Раздосадованный Свиттерс уже начал было думать, что Сегодня Суть Завтра до чего-то такого и впрямь докопался. Этот треклятый дикарь с пирамидальной башкой из джунглей Амазонки, этот пожиратель личинок, попиватель наркотиков, швыряющийся проклятиями направо и налево, – попал в самую точку, когда решил, что именно чувство комического – склонность к иронии, подтруниванию, каламбурам, сатире и шутливой игре словами и образами с целью вызвать смех – как раз и является самой сильной стороной европейца, его отличительным талантом, его уникальным вкладом в составную душу планеты.
И наоборот, величайшая слабость человека цивилизованного, его недостаток, причина его падения – это, пожалуй, его столь поощряемое техническим прогрессом и/или религией отчуждение от природы и от того спорного измерения реальности, что порой называют «миром духов»; причем в обеих этих сферах бедуины, кандакандеро и им подобные устанавливают связи с легкостью и пониманием – это своего рода заложенная в них способность и гармоничный дар.
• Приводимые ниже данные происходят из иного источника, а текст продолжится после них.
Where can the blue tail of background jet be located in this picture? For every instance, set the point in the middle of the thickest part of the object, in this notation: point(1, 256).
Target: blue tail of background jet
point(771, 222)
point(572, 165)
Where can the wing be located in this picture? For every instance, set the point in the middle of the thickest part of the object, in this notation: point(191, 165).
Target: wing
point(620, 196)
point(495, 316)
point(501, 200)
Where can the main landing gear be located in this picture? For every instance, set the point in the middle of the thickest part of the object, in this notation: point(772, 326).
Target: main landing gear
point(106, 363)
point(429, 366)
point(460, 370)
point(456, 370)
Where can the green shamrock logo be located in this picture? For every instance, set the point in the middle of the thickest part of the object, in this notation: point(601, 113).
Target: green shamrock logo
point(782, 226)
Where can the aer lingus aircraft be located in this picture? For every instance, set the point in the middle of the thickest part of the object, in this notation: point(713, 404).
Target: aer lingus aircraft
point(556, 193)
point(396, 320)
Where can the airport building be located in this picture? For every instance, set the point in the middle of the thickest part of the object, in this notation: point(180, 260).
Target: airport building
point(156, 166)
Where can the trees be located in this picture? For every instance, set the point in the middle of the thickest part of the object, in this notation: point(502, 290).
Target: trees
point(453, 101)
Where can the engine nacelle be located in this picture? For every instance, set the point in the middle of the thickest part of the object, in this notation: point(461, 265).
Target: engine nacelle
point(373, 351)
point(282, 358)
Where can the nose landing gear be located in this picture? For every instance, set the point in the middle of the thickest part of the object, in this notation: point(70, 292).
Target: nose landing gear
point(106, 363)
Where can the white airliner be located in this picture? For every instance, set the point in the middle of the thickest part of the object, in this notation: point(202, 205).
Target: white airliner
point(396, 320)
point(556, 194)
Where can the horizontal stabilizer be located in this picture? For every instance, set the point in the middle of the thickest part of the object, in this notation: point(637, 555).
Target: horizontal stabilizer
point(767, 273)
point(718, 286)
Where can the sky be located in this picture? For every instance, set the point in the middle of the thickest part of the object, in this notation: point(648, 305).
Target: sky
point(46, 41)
Сегодня Суть Завтра предположил некогда, что, если юмор цивилизованного человека (и воображение и индивидуализм, этот юмор порождающие) возможно было бы каким-то образом совместить с врожденной мудростью и опытом общения с иными измерениями человека первобытного, такой союз даст нечто воистину доселе невиданное и в высшей степени реальное – долгожданную консуммацию бракосочетания тьмы и света.
Любопытная идея, этот шаманский прожект, однако осуществим вряд ли – во всяком случае, вероятность еще меньше, чем у счастливого брака обученного в Беркли бывшего агента ЦРУ с татуированной, доящей овец ханской дочкой.
Вот о чем размышлял Свиттерс, пока отряд кочевников продвигался все дальше и дальше в далекие, полого вздымающиеся холмы, а сам он – в направлении прямо противоположном – продвигался все ближе и ближе к глинобитным стенам крохотного оазиса.
Трое из ханских дочек – о да, он по-прежнему о них думал, – были синеглазы: предки их происходили из северных азиатских степей. Однако то не была синева Соль-Глиссантских бассейнов Сюзиных очей – эти глаза отливали сапфировой синевой, если не антрацитно-черной синевой, как если бы отвердели и обрели бытие благодаря давлению миллионов фунтов земной коры. Волосы их были так черны, что тоже казались иссиня-черными; и в том, и в другом, и в третьем, и в десятом девушки являлись прямой противоположностью Сюзи. И тем не менее самой старшей было не больше семнадцати, так что… И что из этого? Нет, серьезно. И что из этого? Свиттерс прибился к кочевникам отнюдь не ради девиц, а если те и спровоцировали как-то минутный порыв, побудивший его уйти, так виной тому отнюдь не страх и не чувство вины (в тех местах данные эмоции вообще не действуют), а скорее то, что в девичьем смехе, долетевшем из оазиса во время дождя, он расслышал нечто вязкое, сочное, ватное и словно бы многослойное – то, чего так недоставало невесомо-пушистому хихиканью бедуинок.